There is, however, far more to this confused story, one that goes back to before mediaeval times but which really sparked into life some 750 or so years ago. The debate as to the Immaculate Conception was, in no small part, a battle of philosophical and theological wills between Dominicans and Franciscans. And as such, into the whole argument stepped our old friend Ramon Llull.

The Mallorcan man of mystery and general know-all was in the Franciscan camp, and it was this Franciscan faction, within the Catalan Catholic tradition, which was to lead to the suggestion that lands which were associated with the Crown of Aragon, as was the case with Mallorca, were ones from which arose a fundamentalism.

The point to make is that mostly all religious debate of the time was of a fundamental nature. Rationality and logic had yet to be subject to the earth-shattering influences of the scientific revolution which were to draw into question whole bodies of religious work. The scholars of that era, therefore, grappled with the issue of Mary's conception purely from the perspective of notions such as original sin and preparation for the arrival of the Son of God. Most didn't veer away too drastically from such fundamental concepts. To do so was rarely a wise move, as being denounced as a heretic and ending up on the wrong end of a burning stake were not uncommon consequences.

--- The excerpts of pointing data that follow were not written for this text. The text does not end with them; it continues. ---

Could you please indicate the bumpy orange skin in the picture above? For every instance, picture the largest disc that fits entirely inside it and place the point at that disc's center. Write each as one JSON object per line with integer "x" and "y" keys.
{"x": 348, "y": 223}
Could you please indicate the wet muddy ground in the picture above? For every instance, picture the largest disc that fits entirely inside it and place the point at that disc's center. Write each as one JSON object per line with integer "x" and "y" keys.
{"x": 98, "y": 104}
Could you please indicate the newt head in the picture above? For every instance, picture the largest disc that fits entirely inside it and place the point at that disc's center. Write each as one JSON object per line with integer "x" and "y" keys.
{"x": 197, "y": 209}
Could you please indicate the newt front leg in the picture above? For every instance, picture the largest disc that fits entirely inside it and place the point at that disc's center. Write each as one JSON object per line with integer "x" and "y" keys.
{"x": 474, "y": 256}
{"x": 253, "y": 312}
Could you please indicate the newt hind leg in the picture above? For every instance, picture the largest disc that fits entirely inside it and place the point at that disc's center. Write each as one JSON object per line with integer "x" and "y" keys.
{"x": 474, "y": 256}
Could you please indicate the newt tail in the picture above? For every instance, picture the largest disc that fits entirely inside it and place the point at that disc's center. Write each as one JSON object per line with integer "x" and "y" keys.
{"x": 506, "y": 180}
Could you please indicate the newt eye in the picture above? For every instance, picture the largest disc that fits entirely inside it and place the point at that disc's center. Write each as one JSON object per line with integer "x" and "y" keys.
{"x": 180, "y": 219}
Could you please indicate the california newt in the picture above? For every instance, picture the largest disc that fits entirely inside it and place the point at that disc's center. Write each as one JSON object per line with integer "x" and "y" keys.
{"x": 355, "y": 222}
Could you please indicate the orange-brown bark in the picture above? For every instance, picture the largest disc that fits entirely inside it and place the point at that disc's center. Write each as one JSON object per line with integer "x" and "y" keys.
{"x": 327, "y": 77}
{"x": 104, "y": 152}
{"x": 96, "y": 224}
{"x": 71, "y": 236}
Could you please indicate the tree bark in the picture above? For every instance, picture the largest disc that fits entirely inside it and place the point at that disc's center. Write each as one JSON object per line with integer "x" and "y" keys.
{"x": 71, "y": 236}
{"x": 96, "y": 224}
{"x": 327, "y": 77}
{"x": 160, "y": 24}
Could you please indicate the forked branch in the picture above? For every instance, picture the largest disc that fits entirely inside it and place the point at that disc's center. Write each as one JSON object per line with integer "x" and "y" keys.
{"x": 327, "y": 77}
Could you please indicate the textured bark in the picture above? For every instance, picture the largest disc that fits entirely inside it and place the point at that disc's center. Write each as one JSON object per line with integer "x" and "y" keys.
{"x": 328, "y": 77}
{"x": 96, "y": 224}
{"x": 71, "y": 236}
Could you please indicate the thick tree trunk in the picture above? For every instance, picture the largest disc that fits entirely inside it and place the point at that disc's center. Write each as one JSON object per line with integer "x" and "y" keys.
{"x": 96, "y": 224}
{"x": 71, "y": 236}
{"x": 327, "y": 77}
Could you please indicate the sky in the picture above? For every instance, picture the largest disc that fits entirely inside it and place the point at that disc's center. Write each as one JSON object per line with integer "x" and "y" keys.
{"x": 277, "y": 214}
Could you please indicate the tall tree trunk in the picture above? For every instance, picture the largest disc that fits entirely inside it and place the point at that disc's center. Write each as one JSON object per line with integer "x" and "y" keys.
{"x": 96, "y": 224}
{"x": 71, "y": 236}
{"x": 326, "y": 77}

Nevertheless, the debate was fierce, Llull and many others setting about trying to explain how Mary was conceived and why. Neither was as simple as it might have seemed. Essentially, what Llull believed was that Mary was destined to be the Mother of the Son of God. Given this, and so given the fact that the Son of God would eventually, as they liked to put it, "take flesh from her", she could not have been corrupted - at time of conception - by actual or original sin. Had she been, then the Son of God would not have ultimately been able to derive flesh from her, for the simple (?) reason that God and sin cannot co-exist in one person.

In other words, Mary was conceived without sin, and to reinforce this, according to Llull, when Anne and Joachim, Jesus's maternal grandparents, set about conceiving, they did so because their desire was so pure that God bestowed upon them the grace to be able to conceive the Mother of the Son of God, thus guaranteeing the purity of Mary.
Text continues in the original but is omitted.